Pound Sterling Isn't Fooled by Q1's UK GDP Surge


 

Image: Dave Collier, sourced: Flickr, licensing: CC 2.0.


News of a surge in growth should support the British pound. Here's why the news isn't shifting the dial for currency markets.

The British pound is slightly softer against the euro and dollar, despite the ONS saying today the economy grew a handy 0.6% q/q in the first quarter.
On the face of it, 0.6% q/q represents a remarkable turnaround for an economy that was effectively flat in the second half of 2025; it hints a corner has been turned. That's unambiguously good by any metric. But analysts at ING Bank, say "you should be sceptical" of these growth data.

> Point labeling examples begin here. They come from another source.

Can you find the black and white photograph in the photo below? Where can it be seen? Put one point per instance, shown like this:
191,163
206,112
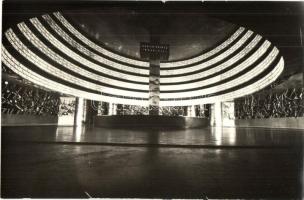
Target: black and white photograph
152,99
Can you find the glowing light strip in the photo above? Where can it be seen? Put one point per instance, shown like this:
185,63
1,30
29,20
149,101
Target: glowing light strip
36,23
89,53
98,48
256,86
26,73
63,62
207,54
35,78
224,86
32,57
217,58
242,66
216,69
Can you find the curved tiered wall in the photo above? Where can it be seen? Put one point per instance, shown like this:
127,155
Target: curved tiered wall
51,52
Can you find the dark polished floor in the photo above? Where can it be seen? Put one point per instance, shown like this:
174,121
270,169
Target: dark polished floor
62,162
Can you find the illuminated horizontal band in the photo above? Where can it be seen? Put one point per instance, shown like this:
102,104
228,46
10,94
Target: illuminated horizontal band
205,55
254,87
215,69
89,53
71,66
79,58
212,61
98,48
43,65
235,70
237,81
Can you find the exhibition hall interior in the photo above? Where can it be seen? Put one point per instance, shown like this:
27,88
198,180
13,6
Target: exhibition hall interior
122,99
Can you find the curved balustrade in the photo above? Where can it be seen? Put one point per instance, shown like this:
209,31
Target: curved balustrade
215,69
222,56
32,57
205,55
89,53
224,86
242,64
235,70
70,53
63,62
249,89
93,45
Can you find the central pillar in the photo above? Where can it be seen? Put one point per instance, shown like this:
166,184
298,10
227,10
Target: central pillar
154,52
154,87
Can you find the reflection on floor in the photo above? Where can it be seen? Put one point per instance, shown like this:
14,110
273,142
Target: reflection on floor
36,164
207,136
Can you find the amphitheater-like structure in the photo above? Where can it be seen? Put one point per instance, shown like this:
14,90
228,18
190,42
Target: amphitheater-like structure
51,52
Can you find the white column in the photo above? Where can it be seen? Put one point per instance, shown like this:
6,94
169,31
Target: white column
188,111
193,111
216,114
79,112
110,109
114,109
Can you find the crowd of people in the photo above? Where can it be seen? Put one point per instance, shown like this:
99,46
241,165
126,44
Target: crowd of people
288,103
22,99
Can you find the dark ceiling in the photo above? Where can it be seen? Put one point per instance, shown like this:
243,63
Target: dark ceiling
279,22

"Ever since 2022, the UK economy has grown much faster in the first quarter than in the rest of the year," says James Smith, Developed Markets Economist at ING. "2026 looks like it'll be no different."



If currency markets discount future growth outperformance, we would expect sterling to be higher on the back of today's numbers. But GBP/EUR showed little emotion to the data, trading near 1.1530 and GBP/USD held fort near 1.3520.

This is confirmation that the market is sceptical.

So what's going on? "We just aren't convinced by the UK's first quarter growth performance," says ING's Smith.

He explains why:

1) The ONS methodology draws questions: "something’s not quite right with the way the data is being seasonally-adjusted."

2) The A1 spike looks to be a legacy of "higher inflation and the timing of annual price hikes."

In short, official UK GDP data has become seasonal.

What comes next?

Economists aren't dismissing these data outright, saying the economy started the year on a decent footing, even if there are question marks over the data.

But, looking ahead, a slowdown is highly likely, says Smith:

"A strong GDP reading for March sets a decent base for the second quarter; growth is likely to come in around 0.2-0.3%, before likely turning negative in the third quarter. Real disposable incomes are likely to fall, with inflation headed slightly above 4% this summer and wage growth stuck closer to 3%, and unemployment likely to increase further."

For the pound, it's the deceleration that's more relevant than anything contained in today's backwards-looking data.